Has anyone else had any experience with a setup like this?  Should I expect a lot of trouble with this setup?  Is it even worth the attempt?

Thanks for reading!

Brigzzy


----------



## wblock@ (Mar 1, 2012)

ATI/AMD support is fine, but only for the older UMS mode of the radeon driver.  Cards newer than the 4000 series need the KMS driver, and an adapted version of it has not even been started yet.


----------



## brigzzy (Mar 1, 2012)

Thank you for your reply 

When you say that an adapted version has not been started yet, do you mean adapted for FreeBSD, or adapted for my specific model of card?


----------



## wblock@ (Mar 1, 2012)

There's been very good work done on the KMS driver for Intel video.  That work also provides a start for the Radeon driver, but that hasn't started yet.  So at present, we've only got the UMS driver, and acceleration only for Radeon cards up to the 4000-series.  vesa should work on later cards.  It's better than nothing, but won't do much.


----------



## brigzzy (Mar 1, 2012)

Alrighty, sounds good 

Thanks for your input, just one more question:  I sometimes like to watch videos on my PC, do you think the vesa driver will play them alright, or is that dependant on things like the file type, etc.

Thanks again 

Brigzzy


----------



## adamk (Mar 1, 2012)

Well, first, the vesa driver will be limited to vesa resolutions.  If you have monitors that have native resolutions at 1440x900, 1600x900, 1680x1050, etc., your display is going to look a little off.  The vesa driver will support, at most, one monitor per video card, but I also suspect it will only drive one video card at a time.

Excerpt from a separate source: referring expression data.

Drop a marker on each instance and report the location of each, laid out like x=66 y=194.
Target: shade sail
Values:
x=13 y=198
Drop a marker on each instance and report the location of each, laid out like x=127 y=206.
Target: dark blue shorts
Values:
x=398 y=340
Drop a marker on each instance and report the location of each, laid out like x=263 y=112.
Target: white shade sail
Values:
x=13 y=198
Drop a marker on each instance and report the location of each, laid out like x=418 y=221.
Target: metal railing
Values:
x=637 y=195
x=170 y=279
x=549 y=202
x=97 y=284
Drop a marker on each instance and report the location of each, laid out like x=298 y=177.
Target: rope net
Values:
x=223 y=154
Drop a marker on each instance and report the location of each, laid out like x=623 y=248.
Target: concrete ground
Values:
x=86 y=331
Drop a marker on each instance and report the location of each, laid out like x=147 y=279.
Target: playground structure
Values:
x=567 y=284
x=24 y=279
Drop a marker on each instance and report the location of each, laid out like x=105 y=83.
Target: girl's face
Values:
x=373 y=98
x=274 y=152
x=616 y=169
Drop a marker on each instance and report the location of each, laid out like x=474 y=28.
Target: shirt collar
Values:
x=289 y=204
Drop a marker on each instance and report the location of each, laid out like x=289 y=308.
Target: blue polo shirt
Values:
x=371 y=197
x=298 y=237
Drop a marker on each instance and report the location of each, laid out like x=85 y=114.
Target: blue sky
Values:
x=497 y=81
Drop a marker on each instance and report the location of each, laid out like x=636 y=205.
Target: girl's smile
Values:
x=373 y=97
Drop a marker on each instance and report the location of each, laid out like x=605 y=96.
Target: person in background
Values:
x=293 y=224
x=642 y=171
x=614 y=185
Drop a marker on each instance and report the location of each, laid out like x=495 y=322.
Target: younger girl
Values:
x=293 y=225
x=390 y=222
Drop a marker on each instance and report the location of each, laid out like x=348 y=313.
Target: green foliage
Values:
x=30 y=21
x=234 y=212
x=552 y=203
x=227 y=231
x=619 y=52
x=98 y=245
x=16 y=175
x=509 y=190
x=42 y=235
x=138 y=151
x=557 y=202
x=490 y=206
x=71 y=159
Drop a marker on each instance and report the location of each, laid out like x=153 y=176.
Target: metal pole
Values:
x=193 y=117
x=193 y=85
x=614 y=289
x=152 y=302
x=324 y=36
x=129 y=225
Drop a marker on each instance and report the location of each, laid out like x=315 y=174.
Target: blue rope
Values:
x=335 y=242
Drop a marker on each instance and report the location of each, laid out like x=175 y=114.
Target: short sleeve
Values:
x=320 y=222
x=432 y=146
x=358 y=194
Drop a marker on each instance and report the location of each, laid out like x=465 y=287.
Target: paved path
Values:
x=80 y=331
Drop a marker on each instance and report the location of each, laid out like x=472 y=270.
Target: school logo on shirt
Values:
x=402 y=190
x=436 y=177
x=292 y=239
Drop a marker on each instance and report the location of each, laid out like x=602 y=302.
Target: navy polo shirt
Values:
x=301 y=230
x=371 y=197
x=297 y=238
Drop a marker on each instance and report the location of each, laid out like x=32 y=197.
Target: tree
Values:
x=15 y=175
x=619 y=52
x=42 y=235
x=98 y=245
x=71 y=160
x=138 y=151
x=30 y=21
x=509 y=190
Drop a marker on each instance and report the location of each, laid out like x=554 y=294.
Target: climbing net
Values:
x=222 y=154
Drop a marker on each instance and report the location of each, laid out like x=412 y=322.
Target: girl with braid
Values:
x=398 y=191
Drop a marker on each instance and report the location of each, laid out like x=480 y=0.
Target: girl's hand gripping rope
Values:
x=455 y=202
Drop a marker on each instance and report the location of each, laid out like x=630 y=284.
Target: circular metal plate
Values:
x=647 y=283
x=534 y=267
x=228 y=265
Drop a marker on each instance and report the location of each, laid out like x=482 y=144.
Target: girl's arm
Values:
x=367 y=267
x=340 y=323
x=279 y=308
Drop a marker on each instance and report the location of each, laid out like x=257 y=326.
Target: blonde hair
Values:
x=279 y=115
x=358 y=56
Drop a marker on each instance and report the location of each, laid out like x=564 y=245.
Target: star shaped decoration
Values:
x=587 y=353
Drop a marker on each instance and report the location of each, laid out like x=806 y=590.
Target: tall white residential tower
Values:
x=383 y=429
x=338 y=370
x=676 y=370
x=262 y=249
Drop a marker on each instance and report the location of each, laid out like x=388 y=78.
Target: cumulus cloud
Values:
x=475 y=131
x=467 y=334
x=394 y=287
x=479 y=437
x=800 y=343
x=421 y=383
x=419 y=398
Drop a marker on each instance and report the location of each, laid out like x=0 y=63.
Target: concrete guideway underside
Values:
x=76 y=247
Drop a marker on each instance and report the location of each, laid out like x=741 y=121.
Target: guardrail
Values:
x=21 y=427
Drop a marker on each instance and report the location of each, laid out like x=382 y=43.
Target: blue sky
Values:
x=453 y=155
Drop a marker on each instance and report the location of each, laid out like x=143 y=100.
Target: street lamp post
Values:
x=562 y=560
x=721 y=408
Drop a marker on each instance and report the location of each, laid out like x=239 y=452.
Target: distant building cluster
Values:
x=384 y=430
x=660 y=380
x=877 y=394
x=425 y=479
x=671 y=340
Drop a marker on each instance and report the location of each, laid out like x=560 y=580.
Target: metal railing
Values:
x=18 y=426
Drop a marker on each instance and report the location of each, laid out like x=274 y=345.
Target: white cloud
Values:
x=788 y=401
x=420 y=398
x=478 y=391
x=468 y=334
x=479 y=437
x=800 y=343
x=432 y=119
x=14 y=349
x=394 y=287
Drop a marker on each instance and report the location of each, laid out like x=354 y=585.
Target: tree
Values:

Whether or not you can watch videos depends on the resolution of the video.  In general, I would say that HD videos are going to be pretty unwatchable, especially if you're doing anything else at the same time the video is being played.


----------



## ahavatar (Mar 1, 2012)

Currently FreeBSD supports up to ATI HD4000 series graphics card with the open source driver. If you are serious about doing some 3D graphics on FreeBSD, Nvidia graphics cards are the only solution with its proprietary binary blob driver.


----------



## brigzzy (Mar 1, 2012)

Thank you both for answering my question.  Looks like I'll have to stick with FreeBSD on my virtual servers for now.  Oh well.

Thanks!

Brigzzy


----------



## cuq (Mar 2, 2012)

Hi, I have an ATI unsupported (by now) card in my laptop and I am using the vesa driver. All works fine, I am using Xfce with 1920x1024 resolution and I can see movies (avi, mp4, wmv) with mplayer (no Xv support) pretty well also. It seems to me that the card is so good that even with the good old vesa driver works fine. My card is FirePro M5950.

cheers
marcelo


----------